Paul Bogard“Is This the End of Night?”
Speaker:  Paul Bogard, Associate Professor of English, Hamline University

A starry night is one of nature’s most magical wonders. Yet in our artificially lit world, most of us no longer experience true darkness. In this talk based on his critically acclaimed book The End of Night, Paul Bogard seeks to restore our awareness of the spectacularly primal, wildly dark night sky and how it has influenced the human experience across everything from science to art. Using a blend of personal narrative, natural history, science, and astronomy, Paul shares the importance of darkness—what we’ve lost, what we still have, and what we might regain—and the simple ways we can reduce the brightness of our nights tonight.

Paul Bogard is the author of The End of Night: Searching for Natural Darkness in an Age of Artificial Light and The Ground Beneath Us: From the Oldest Cities to the Last Wilderness, What Dirt Tells Us About Who We Are. His first children’s book What if Night? was published in late 2020. A native Minnesotan, Paul is now an associate professor of English at Hamline University in Saint Paul, Minnesota USA, where he teaches creative writing and environmental literature.

March 10, 2022

Twin Cities Boulevard“The Twin Cities Boulevard:  Rethinking I-94 for Racial, Economic and Environmental Justice”
Speaker:  Alex Burns, Transportation Policy Coordinator at Our Streets Minneapolis

The construction of Interstate 94 demolished thousands of homes and businesses, specifically targeting communities of color. The resulting pollution and disinvestment have continued to harm neighboring communities, exacerbating racial disparities in income, health outcomes and transportation access. A half-century later, pavement on the I-94 freeway trench between downtown Minneapolis and Saint Paul is nearing the end of its useful life and the Minnesota Department of Transportation is in the process of determining what the corridor will look like for the next half-century. This presentation will discuss a vision to repair the freeway’s harms and invest in environmental justice for adjacent residents.

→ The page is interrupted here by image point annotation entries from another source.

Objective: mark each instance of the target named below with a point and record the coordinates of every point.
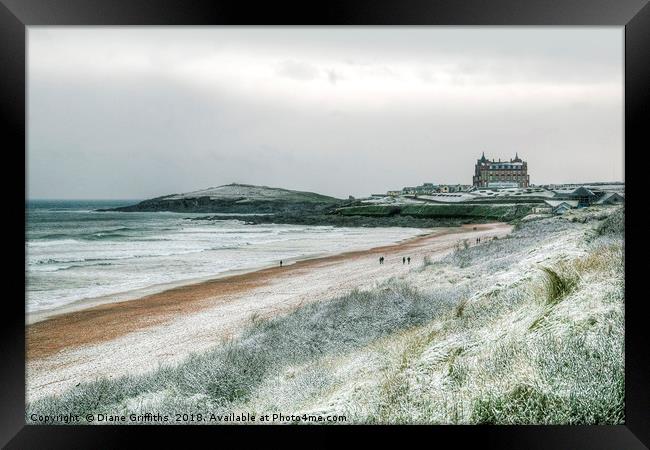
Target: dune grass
(545, 346)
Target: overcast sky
(143, 112)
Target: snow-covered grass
(525, 329)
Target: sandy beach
(138, 335)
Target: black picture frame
(634, 15)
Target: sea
(77, 255)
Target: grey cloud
(297, 70)
(100, 134)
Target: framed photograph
(357, 214)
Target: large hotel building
(501, 174)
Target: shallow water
(74, 252)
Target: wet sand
(135, 335)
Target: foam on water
(74, 252)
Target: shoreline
(139, 293)
(106, 322)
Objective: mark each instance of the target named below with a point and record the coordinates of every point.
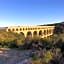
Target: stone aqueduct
(39, 31)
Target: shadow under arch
(29, 34)
(40, 33)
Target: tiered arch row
(39, 31)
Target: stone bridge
(32, 31)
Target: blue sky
(31, 12)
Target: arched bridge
(32, 31)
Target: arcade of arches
(32, 31)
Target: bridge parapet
(42, 31)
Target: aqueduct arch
(42, 31)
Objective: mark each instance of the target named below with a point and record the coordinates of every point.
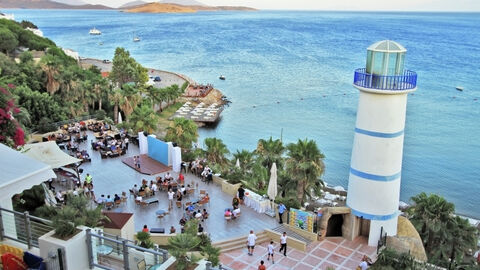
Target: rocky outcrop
(407, 240)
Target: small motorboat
(94, 31)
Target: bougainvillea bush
(11, 133)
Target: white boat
(94, 31)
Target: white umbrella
(237, 164)
(272, 184)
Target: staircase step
(282, 228)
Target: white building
(7, 16)
(376, 164)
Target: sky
(381, 5)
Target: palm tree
(305, 166)
(182, 131)
(246, 159)
(130, 99)
(270, 151)
(216, 151)
(115, 97)
(429, 216)
(144, 118)
(51, 65)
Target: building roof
(19, 171)
(49, 153)
(117, 220)
(387, 46)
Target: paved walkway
(336, 253)
(111, 176)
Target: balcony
(404, 82)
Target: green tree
(144, 118)
(182, 131)
(270, 151)
(305, 166)
(8, 40)
(130, 99)
(216, 151)
(125, 69)
(429, 216)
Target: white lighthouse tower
(376, 164)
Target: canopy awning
(49, 153)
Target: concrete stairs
(239, 242)
(282, 228)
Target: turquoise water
(297, 69)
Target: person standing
(270, 251)
(241, 193)
(281, 210)
(283, 244)
(251, 242)
(262, 266)
(170, 199)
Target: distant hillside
(177, 8)
(132, 4)
(182, 2)
(45, 4)
(71, 2)
(160, 8)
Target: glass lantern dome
(385, 57)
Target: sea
(289, 75)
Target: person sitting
(181, 178)
(182, 221)
(236, 212)
(204, 214)
(235, 202)
(154, 188)
(135, 190)
(59, 197)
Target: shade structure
(272, 184)
(49, 153)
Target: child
(270, 251)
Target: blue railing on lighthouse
(405, 81)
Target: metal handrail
(405, 81)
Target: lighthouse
(376, 163)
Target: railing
(107, 253)
(22, 227)
(405, 81)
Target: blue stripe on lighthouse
(379, 134)
(375, 177)
(373, 216)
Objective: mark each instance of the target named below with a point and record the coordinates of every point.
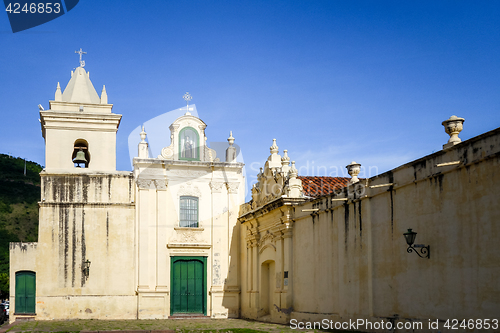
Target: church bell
(80, 158)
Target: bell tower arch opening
(81, 154)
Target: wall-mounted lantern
(86, 268)
(425, 251)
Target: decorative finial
(293, 171)
(143, 135)
(453, 126)
(230, 139)
(104, 95)
(274, 147)
(58, 95)
(82, 62)
(187, 97)
(285, 160)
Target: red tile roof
(318, 186)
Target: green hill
(19, 196)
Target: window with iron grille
(189, 212)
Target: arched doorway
(267, 287)
(188, 285)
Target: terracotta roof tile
(318, 186)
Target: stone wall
(82, 217)
(349, 258)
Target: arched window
(189, 144)
(81, 154)
(188, 211)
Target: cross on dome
(82, 62)
(187, 97)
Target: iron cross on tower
(187, 97)
(82, 62)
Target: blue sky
(332, 81)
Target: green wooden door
(25, 292)
(188, 278)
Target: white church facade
(174, 237)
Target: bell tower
(80, 129)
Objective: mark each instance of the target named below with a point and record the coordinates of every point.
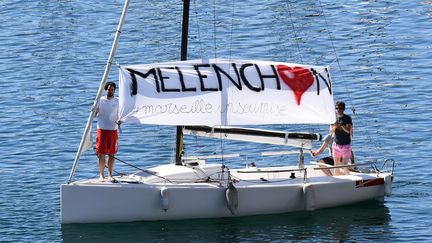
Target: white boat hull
(94, 202)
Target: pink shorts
(341, 151)
(106, 141)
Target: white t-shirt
(108, 113)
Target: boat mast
(183, 57)
(92, 114)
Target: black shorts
(328, 160)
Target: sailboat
(217, 98)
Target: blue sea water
(53, 53)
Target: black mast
(183, 57)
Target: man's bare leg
(110, 166)
(102, 163)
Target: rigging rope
(353, 109)
(214, 28)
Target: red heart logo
(297, 78)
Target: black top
(342, 137)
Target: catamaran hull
(106, 202)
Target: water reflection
(364, 221)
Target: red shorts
(341, 151)
(106, 141)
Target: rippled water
(52, 56)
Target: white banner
(226, 92)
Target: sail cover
(226, 92)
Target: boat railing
(383, 169)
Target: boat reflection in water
(363, 221)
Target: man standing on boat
(106, 136)
(342, 131)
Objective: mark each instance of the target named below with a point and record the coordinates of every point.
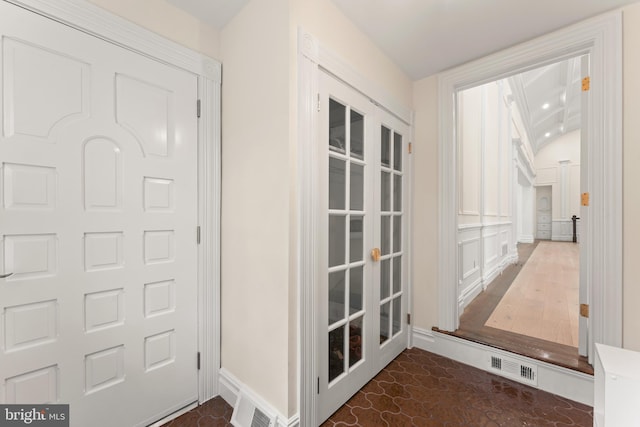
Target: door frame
(93, 20)
(601, 38)
(313, 57)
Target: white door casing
(100, 206)
(601, 38)
(585, 335)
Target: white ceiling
(424, 37)
(549, 99)
(428, 36)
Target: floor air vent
(514, 369)
(246, 413)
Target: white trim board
(231, 387)
(601, 38)
(96, 21)
(551, 378)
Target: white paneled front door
(363, 253)
(98, 226)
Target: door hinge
(584, 199)
(584, 310)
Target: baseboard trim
(174, 415)
(526, 238)
(230, 388)
(551, 378)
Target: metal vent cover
(248, 413)
(514, 369)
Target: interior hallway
(506, 327)
(423, 389)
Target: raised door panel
(99, 192)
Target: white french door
(363, 256)
(98, 179)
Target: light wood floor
(542, 301)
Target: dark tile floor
(422, 389)
(214, 413)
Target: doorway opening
(519, 182)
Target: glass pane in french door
(391, 226)
(347, 222)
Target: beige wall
(168, 21)
(255, 199)
(326, 22)
(425, 204)
(631, 178)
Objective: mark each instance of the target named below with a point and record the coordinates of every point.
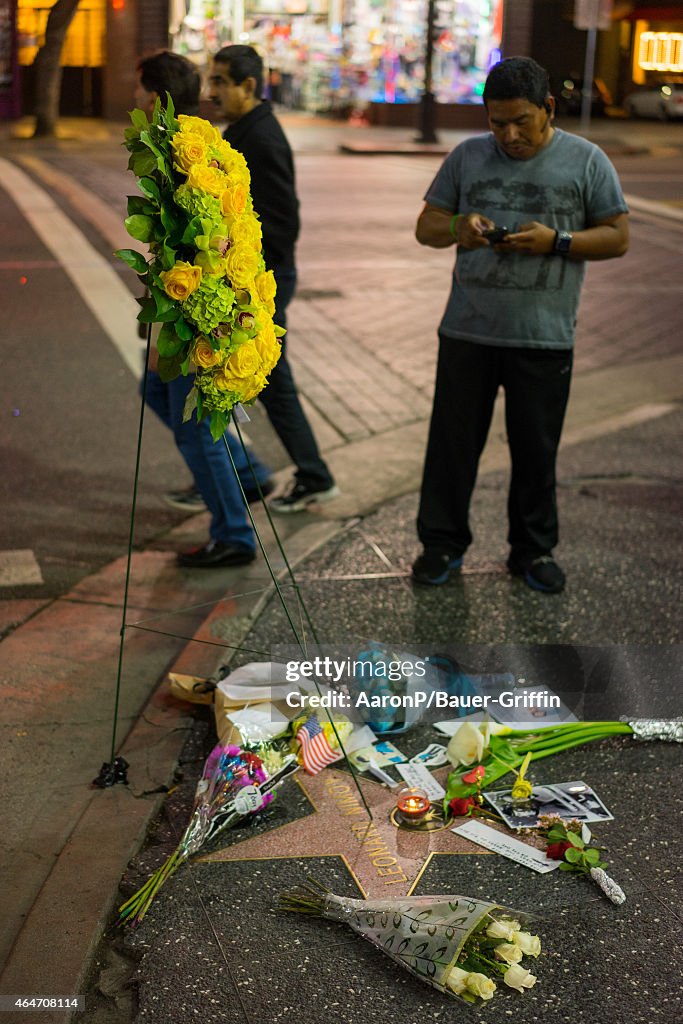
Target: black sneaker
(540, 573)
(252, 495)
(188, 500)
(433, 566)
(300, 496)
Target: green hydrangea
(198, 203)
(210, 304)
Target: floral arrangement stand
(209, 291)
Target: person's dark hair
(244, 61)
(517, 78)
(166, 72)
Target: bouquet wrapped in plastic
(458, 944)
(235, 783)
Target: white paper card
(259, 723)
(495, 841)
(420, 776)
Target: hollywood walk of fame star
(384, 860)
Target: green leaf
(133, 259)
(139, 226)
(190, 404)
(190, 231)
(138, 204)
(169, 368)
(218, 424)
(163, 302)
(150, 188)
(168, 316)
(170, 220)
(142, 163)
(169, 256)
(139, 119)
(168, 342)
(169, 113)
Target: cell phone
(496, 235)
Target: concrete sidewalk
(366, 294)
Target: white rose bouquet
(460, 945)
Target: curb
(76, 900)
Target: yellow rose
(204, 354)
(209, 179)
(233, 201)
(265, 286)
(245, 361)
(232, 162)
(181, 281)
(247, 229)
(198, 126)
(241, 265)
(187, 151)
(268, 307)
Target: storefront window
(327, 55)
(84, 44)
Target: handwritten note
(495, 841)
(420, 776)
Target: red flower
(460, 806)
(556, 850)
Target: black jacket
(260, 139)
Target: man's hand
(531, 238)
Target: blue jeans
(284, 408)
(208, 462)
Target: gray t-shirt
(521, 299)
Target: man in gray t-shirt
(552, 201)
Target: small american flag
(315, 751)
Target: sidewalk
(368, 389)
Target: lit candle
(413, 804)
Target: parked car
(569, 97)
(664, 101)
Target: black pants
(284, 408)
(537, 389)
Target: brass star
(383, 859)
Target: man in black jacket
(236, 85)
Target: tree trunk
(48, 69)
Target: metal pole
(589, 68)
(427, 113)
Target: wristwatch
(562, 243)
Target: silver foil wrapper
(669, 729)
(608, 886)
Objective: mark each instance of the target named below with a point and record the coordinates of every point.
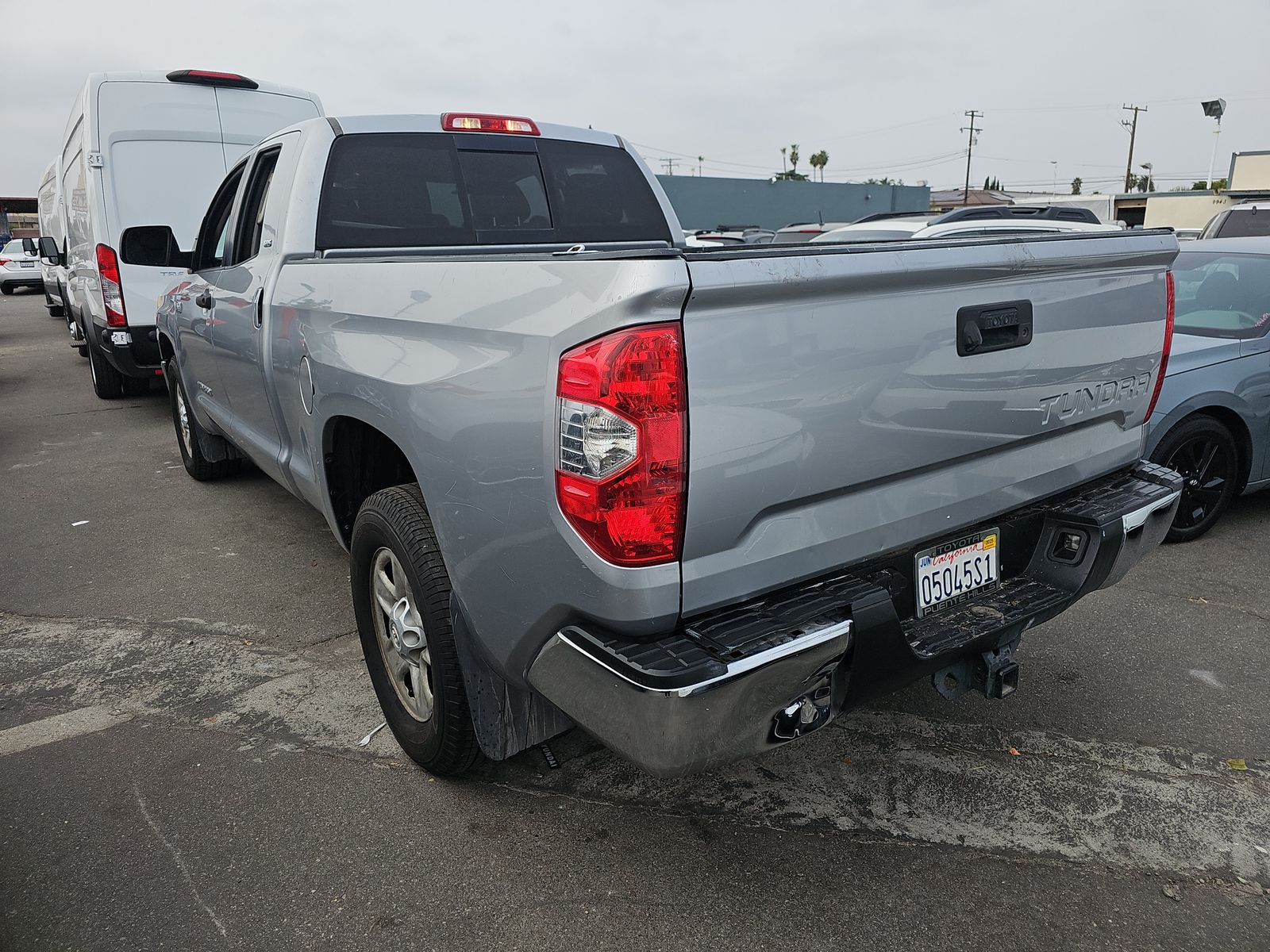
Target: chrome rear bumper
(755, 676)
(713, 717)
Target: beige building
(1183, 209)
(1248, 181)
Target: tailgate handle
(982, 329)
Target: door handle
(982, 329)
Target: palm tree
(819, 160)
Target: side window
(210, 245)
(247, 241)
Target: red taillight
(213, 78)
(622, 473)
(1170, 308)
(112, 289)
(484, 122)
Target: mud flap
(507, 719)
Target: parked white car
(145, 148)
(1005, 228)
(18, 268)
(876, 230)
(1242, 220)
(921, 230)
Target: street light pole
(1212, 159)
(1216, 109)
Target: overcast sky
(882, 86)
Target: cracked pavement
(182, 698)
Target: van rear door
(249, 116)
(163, 160)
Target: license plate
(952, 573)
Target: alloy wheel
(399, 632)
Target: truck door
(192, 306)
(239, 336)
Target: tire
(413, 664)
(188, 433)
(1204, 451)
(107, 381)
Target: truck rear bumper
(740, 681)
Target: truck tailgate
(840, 406)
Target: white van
(146, 149)
(51, 226)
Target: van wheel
(402, 600)
(190, 431)
(107, 381)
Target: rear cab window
(1222, 295)
(1245, 222)
(391, 190)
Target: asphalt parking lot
(182, 698)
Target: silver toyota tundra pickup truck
(696, 501)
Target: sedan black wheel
(1203, 451)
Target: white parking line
(50, 730)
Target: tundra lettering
(1096, 397)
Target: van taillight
(622, 470)
(1170, 310)
(112, 289)
(213, 78)
(487, 122)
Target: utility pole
(1133, 135)
(969, 149)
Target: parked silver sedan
(18, 268)
(1212, 423)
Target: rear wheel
(190, 432)
(402, 600)
(1203, 451)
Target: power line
(969, 150)
(1133, 135)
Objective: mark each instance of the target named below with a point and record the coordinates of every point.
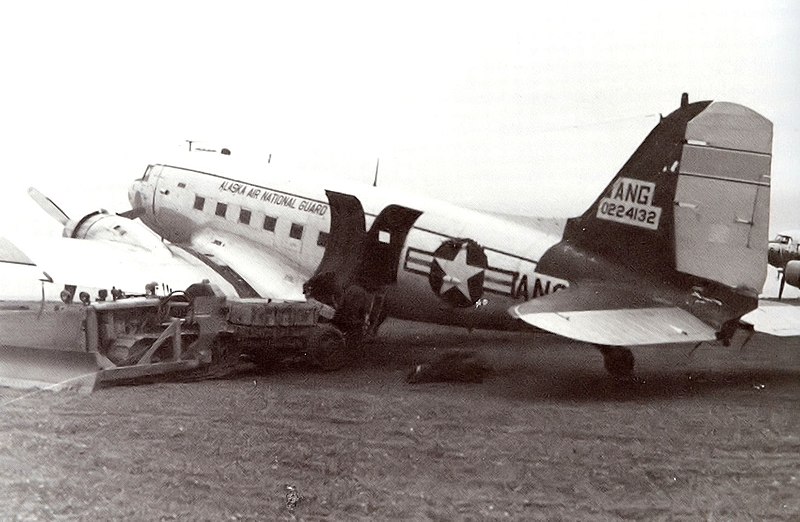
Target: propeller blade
(48, 206)
(132, 213)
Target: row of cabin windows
(296, 232)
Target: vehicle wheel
(327, 349)
(618, 361)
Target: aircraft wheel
(327, 348)
(618, 361)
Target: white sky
(508, 105)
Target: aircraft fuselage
(457, 266)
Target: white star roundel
(457, 272)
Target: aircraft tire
(327, 348)
(618, 361)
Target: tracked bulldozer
(85, 346)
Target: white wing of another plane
(94, 264)
(265, 272)
(779, 318)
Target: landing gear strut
(618, 361)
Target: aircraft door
(383, 246)
(357, 257)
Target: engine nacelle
(791, 273)
(111, 227)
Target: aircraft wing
(613, 316)
(779, 318)
(94, 264)
(253, 270)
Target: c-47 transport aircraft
(674, 250)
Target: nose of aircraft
(135, 196)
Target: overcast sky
(503, 105)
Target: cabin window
(296, 232)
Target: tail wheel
(327, 348)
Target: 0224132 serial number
(629, 213)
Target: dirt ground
(714, 436)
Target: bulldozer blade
(25, 368)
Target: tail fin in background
(675, 248)
(693, 199)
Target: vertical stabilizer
(693, 200)
(722, 197)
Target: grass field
(547, 436)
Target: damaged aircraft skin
(674, 250)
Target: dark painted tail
(693, 200)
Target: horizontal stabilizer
(779, 318)
(594, 314)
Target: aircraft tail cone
(24, 367)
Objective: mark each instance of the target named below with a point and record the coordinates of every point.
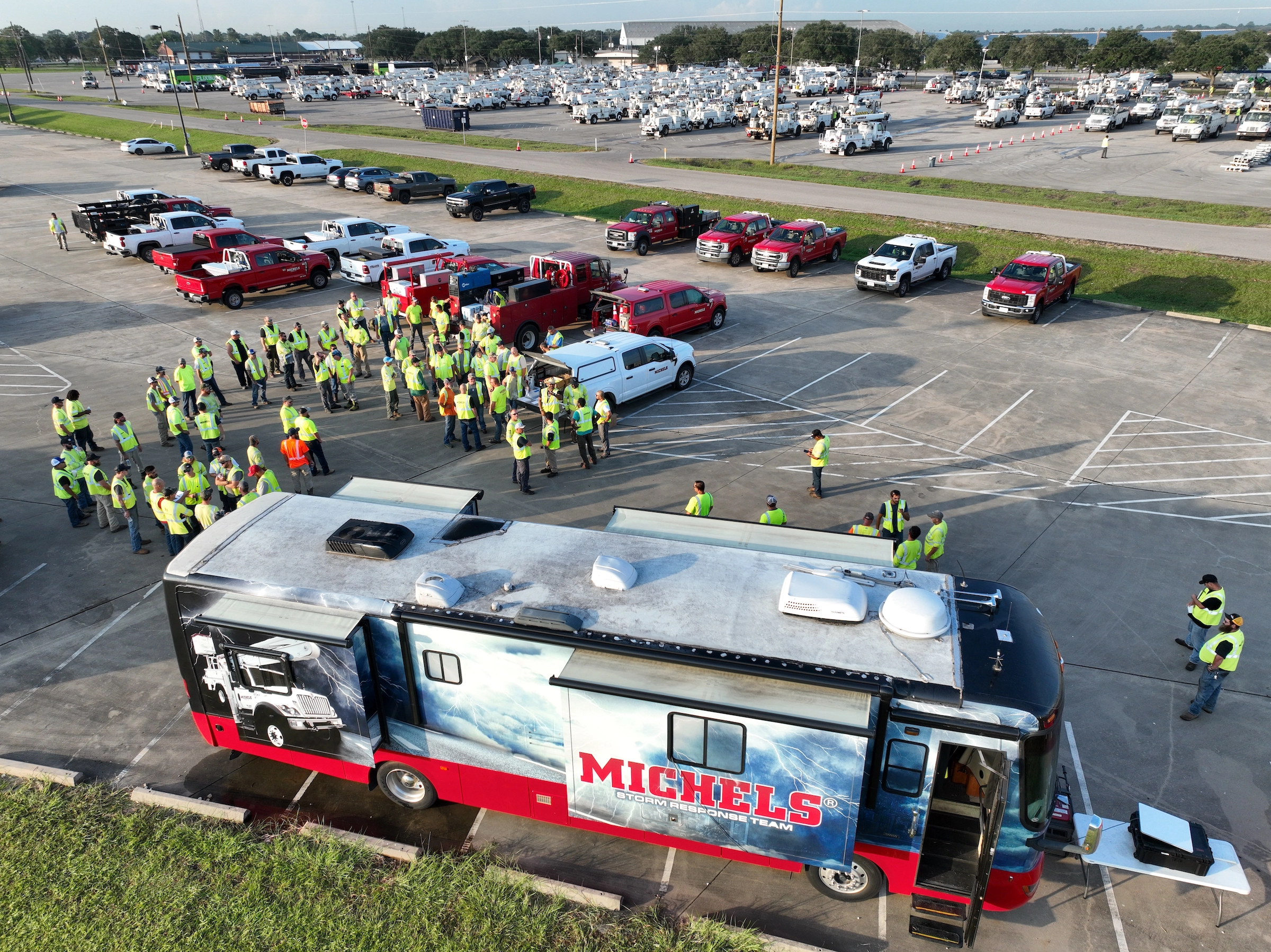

Alex Burns is the Transportation Policy Coordinator at Our Streets Minneapolis, an advocacy organization focused on putting people first in Twin Cities transportation infrastructure. Prior to this role, Alex chaired the Land Use and Transportation Committee at the Sierra Club Chapter, worked at the non-profit Move Minneapolis, and spent three years as a national park ranger at Mississippi National River and Recreation Area.

March 17, 2022

No EnviroThursday – Spring Break

March 24, 2022

Lion Rangers“Lion Rangers:  Community Conservation of the Desert-Adapted Lions”
Speaker:   John Heydinger, Co-founder of the Lion Rangers

Humans, livestock, and lions have inhabited shared landscapes in northwest Namibia for hundreds of years. Currently, human-lion conflict (HLC) threatens pastoral livelihoods and the viability of the region’s desert-adapted lion (Panthera leo) population within communal conservancies. The Lion Rangers, local pastoralist-conservationists, monitor the desert-adapted lions and work communities, government, and researchers to limit HLC for the conservation of this iconic population. Co-founder of the Lion Rangers John Heydinger will discuss the challenges of integrating community- and evidence-based conservation within natural and social science frameworks. What are the prospects for the desert-adapted lions? For locally-led conservation in a globalizing world? What happens when rural development and wildlife conservation are in tension in the Global South? John will address these topics.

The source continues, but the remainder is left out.